SQL for persistent storage in psyced

Alright.. so we have gone through the multi-application common-database thing. If you are absolutely positive that you are interested in SQL for psyced without turning it into any integration highway, start reading here.

For reasons explained in Storage it is pretty impractical to make psyced keep its data in an SQL database. Still...

Synchronous SeQueLing

fippo has modified the Storage implementation to support synchronous loading of user data from SQLite, MySQL or PostGreSQL (the latter with a patch to the driver), nonetheless.

This is a hack since natural operation would be to load data asynchronously. Synchronous means the server will freeze until the database has delivered the data. This will normally be hardly noticeable, but still it is a performance brake as the normal operation of loading data from the flat file can't possibly be slower.

So consider it a quick solution if you absolutely absolutely need to have that data in your database, which of course needs to run on localhost given the way it is accessed.
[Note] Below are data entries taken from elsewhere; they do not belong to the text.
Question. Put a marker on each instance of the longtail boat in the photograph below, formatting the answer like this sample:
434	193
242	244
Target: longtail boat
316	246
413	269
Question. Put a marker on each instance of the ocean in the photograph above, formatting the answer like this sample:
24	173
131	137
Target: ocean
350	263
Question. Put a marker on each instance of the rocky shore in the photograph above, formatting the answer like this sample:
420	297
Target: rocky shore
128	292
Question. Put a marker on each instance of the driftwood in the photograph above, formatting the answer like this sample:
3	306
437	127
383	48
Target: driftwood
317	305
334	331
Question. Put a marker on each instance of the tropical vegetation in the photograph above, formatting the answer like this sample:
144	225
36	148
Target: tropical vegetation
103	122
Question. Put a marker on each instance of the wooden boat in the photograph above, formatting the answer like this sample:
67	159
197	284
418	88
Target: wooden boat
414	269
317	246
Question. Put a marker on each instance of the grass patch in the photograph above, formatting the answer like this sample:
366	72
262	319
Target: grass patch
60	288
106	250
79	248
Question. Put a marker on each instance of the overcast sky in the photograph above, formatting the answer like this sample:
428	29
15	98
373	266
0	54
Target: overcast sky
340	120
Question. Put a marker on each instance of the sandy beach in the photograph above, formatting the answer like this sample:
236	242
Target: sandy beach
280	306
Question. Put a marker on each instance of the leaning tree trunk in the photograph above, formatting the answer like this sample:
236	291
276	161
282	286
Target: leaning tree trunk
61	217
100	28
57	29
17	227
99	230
Still, the advantages may outweigh the hackiness, so go try it out. It's still fresh, experimental and incomplete though.

You really want it?

<lynX> I'd like to know, what is the gain of storing into an SQL database? Realtime backup strategies by replication? Being able to mess with the data while the server is down? Why if you could mess the data while the server is up, by using the PSYC interfaces to the server rather than low-level storage interfaces? Gimme some reasons. It's a wiki because of that.

<fippo> One of the main reasons: people have an existing userbase whose data is stored in a database.

<lynX> Alright, but they aren't switching from one PSYC server to another. They are merging applications, so the discussion should be happening in the paragraphs above, not here. This paragraph is exclusively about single application storage. If you think you are just coding storage, but in reality you are merging applications, you are bound for a lot of problems later and within the year I can see you rewriting the whole thing.